Au Studio-Théâtre de la Comédie-Française, Lisa Guez met en scène dans On ne sera jamais Alceste, un des cours où Louis Jouvet fait travailler ses élèves sur la première scène de l’Acte 1 du Misanthrope. Elle en a fait l’adaptation avec Alexandre Tran. Et fait appel, pour l’interprétation, à Gilles David, Didier Sandre et Michel Vuillermoz. Un très beau moment de transmission que l’on doit à une jeune metteuse en scène remarquée dès ses tout premiers spectacles, notamment avec Les Femmes de Barbe-Bleue, Prix du Jury du Festival Impatience en 2019. Et quelle belle leçon d’humilité que nous donnent ces trois grands comédiens qu’on aime tant, ces acteurs ‘chevronnés’ qui jouent à être des élèves débutants.
Sur le petit plateau du Studio-Théâtre, une servante allumée veille sur le théâtre. À jardin, un panneau pour les entrées et les sorties : une toile peinte avec des oiseaux dans un ciel nuageux. À cour, un porte manteau chargé de costumes. Dès qu’ils entrent en scène, Gilles David et Didier Sandre entreprennent « d’installer leur décor ». Après avoir enlevé la servante, ils apportent une table et une chaise. Didier Sandre se montre pointilleux pour leur emplacement, au centimètre près. Il s’ensuit une petite scène comique, renforcée par une légère inquiétude chez nos deux lascars au sujet de la clé du théâtre qui aurait disparu. C’est Didier qui l’a gardée par inadvertance ! Puis, les voilà qui se lancent dans la première scène du Misanthrope, entre Alceste et Philinte. Gilles joue Alceste. Didier, Philinte. Michel Vuillermoz arrive par la salle, dans le rôle du Patron. Il s’adresse à la fois à ses deux camarades sur scène et aux spectateurs, parmi lesquels il s’assied comme s’ils étaient, eux aussi, des élèves du Conservatoire. Sa première remarque sera au sujet du décor, installé avec tant de soin qu’il juge… inutile : « Ici, il n’y a pas besoin de mise en scène ». Chacun de nos trois comédiens jouera, à tour de rôle, Alceste, Philinte et Louis Jouvet. Ils garderont leur prénom quand ils interpréteront les élèves. Pour ces rôles, ils devront imaginer en partant de ce que leur dit Jouvet, et essayer de restituer dans leur jeu le comportement des élèves de Jouvet avec leurs erreurs puisque ce n’est pas décrit dans les textes sténographiés. Et pour cela, faire appel aussi à leur propre expérience, à leur instinct. C’est passionnant. Et, c’est drôle.

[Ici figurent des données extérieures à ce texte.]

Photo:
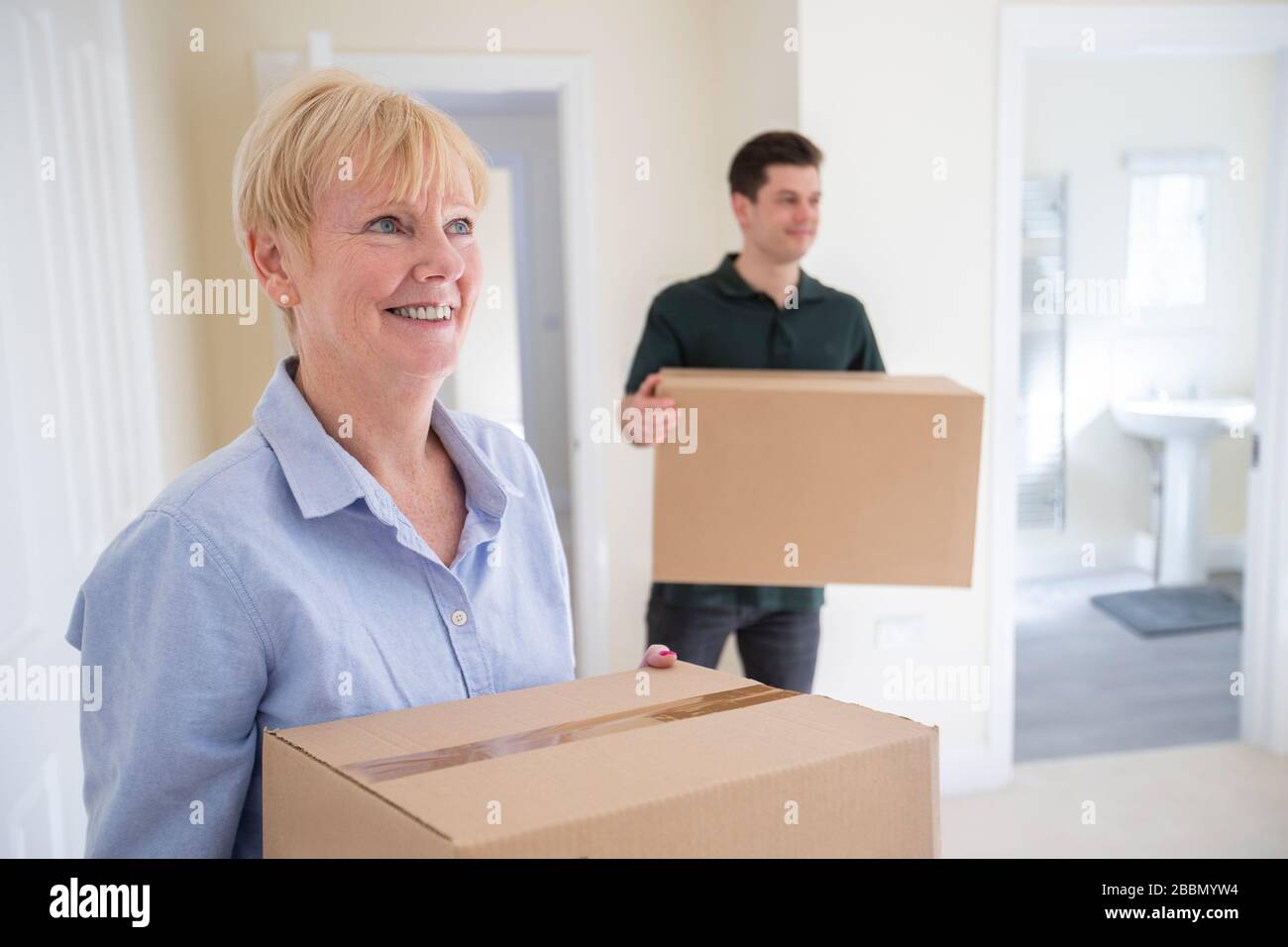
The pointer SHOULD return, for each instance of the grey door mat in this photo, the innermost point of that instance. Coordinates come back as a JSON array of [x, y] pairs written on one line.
[[1170, 608]]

Il y a, d’une part, le côté très concret du travail d’un pédagogue charismatique et exigeant avec de jeunes acteurs, qui les reprend et les corrige sans cesse. Par exemple, Michel (Jouvet) disant à Didier : « Didier, tu recommences à raisonner… Cherche la mécanique de la diction » Et Gilles, trop heureux de renchérir: « Oui, Didier, tu raisonnes ». Quand Michel lui dira : « C’est mieux », Didier se montrera tout content. Ensuite, c’est Gilles qui devient Jouvet et Michel, Alceste : « Très bien » lui dit Gilles « mais tu n’as pas la respiration… Le texte n’est qu’une respiration écrite. » Et puis, on a Didier en Jouvet et Gilles, en Alceste. Alors que Gilles semble très satisfait de ce qu’il vient de faire, Didier lui parle de « superficialité » : « Tu ne t’adresses pas à Philinte. » Ainsi de suite.
Et, par-delà le cours d’un professeur à ses élèves, il y a la réflexion qu’ils mènent ensemble sur « l’énigmatique » et inaccessible Alceste (à la fois « bouffon et sincère »), de sa relation avec Philinte (« c’est un couple »), pour conclure : « On ne sera jamais Alceste ». Et il y a, en filigrane, la pensée de Jouvet sur l’art du comédien: « L’important, c’est la nécessité de dire », « on ne fait pas un comédien avant vingt ans de travail » ou encore « La répétition est l’art le plus difficile du comédien ». Et cette phrase magnifique que dit Jouvet au sujet de « la grâce » au théâtre : « Il y a dans un texte dramatique, quand ce sont des héros, des grands personnages, quand ce ne sont pas des personnages de tous les jours, il y a une prière au personnage ».
À la fin, nos trois grands comédiens « fileront » la première scène de l’Acte 1, interprétant, l’un après l’autre, Alceste et Philinte, dans un magnifique hommage à Molière et à Louis Jouvet.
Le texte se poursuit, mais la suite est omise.